The Kingdom
- Author: Emmanuel Carrère
- Original title: Le Royaume
- Translator: John Lambert
- Language: French
- Subject: Early Christianity
- Publisher: Éditions P.O.L [fr]
- Publication date: 2014
- Publication place: France
- Published in English: 2017
- Pages: 640
- ISBN: 978-2-8180-2118-7

= The Kingdom (Carrère novel) =

2014 novel by Emmanuel Carrère

The Kingdom (Le Royaume) is a 2014 novel by the French writer Emmanuel Carrère.

==Plot==
Set toward the end of the 1st century, the story follows Luke and other members of a marginal and apocalyptic Jewish sect. Luke gets to know Paul, investigates the group's executed founder and ends up writing the Acts of the Apostles, the Gospel of Luke and most of the Catholic epistles.

==Reception==
Tim Whitmarsh wrote in The Guardian that the book is scandalous, not for its treatment of sexual themes or use of Biblical scholarship, but for the "relentless narcissism" Carrère shows when he uses early Christianity as a parable for his own life as an author. Whitmarsh called it a "complex, intellectual but compelling book" that also contains wit, self-criticism and humility.

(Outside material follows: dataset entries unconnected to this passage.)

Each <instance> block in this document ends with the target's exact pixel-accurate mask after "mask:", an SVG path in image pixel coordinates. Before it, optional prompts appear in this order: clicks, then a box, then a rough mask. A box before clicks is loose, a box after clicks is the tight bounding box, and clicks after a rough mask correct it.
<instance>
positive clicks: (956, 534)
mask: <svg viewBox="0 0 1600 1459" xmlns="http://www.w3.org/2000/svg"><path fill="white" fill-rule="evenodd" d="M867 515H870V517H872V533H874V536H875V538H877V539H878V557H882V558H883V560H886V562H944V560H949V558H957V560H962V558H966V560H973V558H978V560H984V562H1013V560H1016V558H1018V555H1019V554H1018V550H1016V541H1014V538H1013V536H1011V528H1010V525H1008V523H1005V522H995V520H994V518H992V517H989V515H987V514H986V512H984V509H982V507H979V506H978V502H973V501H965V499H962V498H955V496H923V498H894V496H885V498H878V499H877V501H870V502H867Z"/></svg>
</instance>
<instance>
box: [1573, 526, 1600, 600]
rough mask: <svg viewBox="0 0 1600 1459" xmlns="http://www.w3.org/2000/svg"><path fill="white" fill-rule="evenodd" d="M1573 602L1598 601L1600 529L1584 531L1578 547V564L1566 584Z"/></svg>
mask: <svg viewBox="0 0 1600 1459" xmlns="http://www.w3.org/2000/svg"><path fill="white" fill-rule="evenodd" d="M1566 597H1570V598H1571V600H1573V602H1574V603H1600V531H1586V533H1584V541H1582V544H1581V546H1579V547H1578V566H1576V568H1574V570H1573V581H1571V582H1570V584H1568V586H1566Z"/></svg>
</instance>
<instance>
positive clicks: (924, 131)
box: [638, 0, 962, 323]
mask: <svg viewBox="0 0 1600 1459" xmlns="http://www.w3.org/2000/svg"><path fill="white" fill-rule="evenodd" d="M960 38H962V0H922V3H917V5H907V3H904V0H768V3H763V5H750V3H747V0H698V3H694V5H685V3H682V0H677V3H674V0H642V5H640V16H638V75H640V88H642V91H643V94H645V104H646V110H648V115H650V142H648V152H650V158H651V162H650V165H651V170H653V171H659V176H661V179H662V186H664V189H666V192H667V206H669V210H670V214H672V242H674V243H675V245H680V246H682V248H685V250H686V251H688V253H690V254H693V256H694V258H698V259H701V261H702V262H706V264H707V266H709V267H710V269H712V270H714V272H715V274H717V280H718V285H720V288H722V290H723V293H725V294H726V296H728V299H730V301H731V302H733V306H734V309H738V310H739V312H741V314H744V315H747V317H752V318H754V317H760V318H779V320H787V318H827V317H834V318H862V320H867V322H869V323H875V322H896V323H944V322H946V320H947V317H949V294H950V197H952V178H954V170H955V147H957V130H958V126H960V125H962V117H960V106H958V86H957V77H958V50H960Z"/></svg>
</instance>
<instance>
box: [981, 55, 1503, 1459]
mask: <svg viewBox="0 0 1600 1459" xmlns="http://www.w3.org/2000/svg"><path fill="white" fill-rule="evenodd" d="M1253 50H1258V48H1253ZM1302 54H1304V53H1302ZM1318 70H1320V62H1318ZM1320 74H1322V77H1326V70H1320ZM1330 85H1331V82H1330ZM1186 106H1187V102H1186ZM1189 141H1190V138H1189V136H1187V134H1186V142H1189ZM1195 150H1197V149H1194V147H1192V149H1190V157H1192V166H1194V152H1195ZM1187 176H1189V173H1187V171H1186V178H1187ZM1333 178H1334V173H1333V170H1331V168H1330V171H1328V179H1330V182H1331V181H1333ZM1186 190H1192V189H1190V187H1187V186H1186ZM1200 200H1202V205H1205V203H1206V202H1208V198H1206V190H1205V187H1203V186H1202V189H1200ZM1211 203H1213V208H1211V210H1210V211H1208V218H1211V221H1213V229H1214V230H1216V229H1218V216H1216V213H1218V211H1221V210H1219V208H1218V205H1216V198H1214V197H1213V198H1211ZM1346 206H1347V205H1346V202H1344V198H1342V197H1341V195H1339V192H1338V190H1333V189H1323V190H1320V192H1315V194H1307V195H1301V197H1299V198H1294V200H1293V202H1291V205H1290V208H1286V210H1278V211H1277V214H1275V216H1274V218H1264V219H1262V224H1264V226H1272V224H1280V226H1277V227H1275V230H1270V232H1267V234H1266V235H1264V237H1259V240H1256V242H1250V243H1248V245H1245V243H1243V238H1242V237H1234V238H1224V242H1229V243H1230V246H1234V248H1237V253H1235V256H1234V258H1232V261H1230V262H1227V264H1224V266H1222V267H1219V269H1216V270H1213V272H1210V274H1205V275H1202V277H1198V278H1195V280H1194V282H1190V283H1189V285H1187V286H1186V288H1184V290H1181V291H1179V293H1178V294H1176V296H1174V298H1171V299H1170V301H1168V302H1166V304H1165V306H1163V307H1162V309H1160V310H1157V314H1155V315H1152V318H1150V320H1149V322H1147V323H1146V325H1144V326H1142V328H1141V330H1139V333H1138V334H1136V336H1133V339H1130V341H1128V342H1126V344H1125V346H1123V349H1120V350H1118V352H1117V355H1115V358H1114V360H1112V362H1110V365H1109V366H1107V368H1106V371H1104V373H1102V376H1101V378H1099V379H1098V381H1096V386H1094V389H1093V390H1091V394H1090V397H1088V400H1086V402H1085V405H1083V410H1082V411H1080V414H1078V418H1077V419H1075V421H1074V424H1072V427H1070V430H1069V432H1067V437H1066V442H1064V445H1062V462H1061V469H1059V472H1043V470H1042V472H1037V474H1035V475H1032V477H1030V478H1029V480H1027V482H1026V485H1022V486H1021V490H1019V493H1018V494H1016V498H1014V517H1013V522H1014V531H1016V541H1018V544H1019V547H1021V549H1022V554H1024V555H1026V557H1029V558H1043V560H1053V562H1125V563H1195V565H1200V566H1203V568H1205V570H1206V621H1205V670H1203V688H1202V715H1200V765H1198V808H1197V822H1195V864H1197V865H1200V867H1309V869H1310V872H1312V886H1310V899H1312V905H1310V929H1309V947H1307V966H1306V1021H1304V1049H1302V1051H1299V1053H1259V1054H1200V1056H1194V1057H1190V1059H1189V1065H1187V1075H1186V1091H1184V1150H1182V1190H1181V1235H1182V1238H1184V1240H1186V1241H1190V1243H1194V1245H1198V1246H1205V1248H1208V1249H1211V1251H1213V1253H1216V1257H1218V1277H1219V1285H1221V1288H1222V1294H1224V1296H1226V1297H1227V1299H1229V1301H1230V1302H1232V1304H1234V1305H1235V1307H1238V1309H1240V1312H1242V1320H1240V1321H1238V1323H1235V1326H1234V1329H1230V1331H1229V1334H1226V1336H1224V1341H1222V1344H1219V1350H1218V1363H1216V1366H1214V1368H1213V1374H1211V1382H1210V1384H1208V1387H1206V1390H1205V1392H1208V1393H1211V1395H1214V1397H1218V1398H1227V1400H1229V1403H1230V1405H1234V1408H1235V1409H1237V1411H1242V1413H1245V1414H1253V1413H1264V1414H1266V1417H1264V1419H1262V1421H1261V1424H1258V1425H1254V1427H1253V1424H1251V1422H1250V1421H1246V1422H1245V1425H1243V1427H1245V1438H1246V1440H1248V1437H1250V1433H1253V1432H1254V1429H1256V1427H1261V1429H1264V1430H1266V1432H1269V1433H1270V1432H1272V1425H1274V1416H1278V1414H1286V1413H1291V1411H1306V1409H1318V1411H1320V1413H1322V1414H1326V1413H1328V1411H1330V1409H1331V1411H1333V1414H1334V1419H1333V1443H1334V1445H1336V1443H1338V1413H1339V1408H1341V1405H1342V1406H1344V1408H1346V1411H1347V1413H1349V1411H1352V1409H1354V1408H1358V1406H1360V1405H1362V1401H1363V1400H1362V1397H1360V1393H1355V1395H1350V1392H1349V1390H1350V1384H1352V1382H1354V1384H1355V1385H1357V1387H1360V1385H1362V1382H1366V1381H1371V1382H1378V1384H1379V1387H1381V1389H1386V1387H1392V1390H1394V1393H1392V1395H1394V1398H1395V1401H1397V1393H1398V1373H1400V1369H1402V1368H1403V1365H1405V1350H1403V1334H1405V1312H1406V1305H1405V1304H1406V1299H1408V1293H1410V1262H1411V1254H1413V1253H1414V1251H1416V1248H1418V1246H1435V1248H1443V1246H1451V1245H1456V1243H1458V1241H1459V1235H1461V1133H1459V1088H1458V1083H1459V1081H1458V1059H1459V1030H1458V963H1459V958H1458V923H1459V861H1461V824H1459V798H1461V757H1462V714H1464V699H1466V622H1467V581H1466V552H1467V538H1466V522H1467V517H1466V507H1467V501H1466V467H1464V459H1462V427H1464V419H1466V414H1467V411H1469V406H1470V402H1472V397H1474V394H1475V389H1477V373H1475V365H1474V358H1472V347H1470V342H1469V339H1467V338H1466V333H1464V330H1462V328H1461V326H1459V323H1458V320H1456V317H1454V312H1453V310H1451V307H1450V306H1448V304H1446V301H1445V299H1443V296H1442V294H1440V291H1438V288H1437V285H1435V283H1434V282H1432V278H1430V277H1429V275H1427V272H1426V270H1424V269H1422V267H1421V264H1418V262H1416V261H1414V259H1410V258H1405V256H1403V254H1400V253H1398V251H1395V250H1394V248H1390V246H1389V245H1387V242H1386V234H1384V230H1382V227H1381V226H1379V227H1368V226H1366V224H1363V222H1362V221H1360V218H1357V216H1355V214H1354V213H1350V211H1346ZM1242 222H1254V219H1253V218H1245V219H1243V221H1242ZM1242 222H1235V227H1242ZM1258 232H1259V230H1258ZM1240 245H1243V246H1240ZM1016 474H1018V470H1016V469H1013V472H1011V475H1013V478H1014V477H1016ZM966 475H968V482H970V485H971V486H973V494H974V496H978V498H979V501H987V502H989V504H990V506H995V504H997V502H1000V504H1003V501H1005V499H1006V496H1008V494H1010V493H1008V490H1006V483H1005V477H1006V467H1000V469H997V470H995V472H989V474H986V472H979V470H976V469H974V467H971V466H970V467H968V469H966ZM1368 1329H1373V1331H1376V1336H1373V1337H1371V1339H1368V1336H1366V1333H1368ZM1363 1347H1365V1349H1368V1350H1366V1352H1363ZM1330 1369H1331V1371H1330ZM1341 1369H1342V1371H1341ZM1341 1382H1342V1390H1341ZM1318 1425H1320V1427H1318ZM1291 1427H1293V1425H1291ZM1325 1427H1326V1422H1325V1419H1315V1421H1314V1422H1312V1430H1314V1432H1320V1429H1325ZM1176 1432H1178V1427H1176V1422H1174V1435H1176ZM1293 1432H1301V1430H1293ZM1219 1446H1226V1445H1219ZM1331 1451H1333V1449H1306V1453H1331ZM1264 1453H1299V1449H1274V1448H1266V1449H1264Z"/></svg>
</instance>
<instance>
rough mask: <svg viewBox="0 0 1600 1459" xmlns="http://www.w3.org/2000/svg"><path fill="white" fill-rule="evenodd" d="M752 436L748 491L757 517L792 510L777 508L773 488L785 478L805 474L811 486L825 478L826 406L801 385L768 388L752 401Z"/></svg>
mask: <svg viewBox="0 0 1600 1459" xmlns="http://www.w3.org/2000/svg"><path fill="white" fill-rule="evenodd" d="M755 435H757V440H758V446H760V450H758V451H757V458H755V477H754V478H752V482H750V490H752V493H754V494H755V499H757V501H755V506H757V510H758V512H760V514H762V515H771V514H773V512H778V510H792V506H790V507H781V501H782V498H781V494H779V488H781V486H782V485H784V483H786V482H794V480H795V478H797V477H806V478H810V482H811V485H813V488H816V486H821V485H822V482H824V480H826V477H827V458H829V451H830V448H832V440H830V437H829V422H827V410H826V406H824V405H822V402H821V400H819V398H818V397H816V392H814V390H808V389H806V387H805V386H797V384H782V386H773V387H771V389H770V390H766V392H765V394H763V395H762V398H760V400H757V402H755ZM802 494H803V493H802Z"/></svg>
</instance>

Michael Sonnenschein of Bookforum called it "a weird, brilliant hybrid of biblical interpretation, memoir, and historical fiction in which Carrère scrutinizes his own wavering Catholic faith", writing that it is brash in parts, but because of that participates in a long tradition of Christian spiritual memoirs "in a wildly contemporary, self-conscious way". The book was also reviewed in The Irish Times and The Financial Times.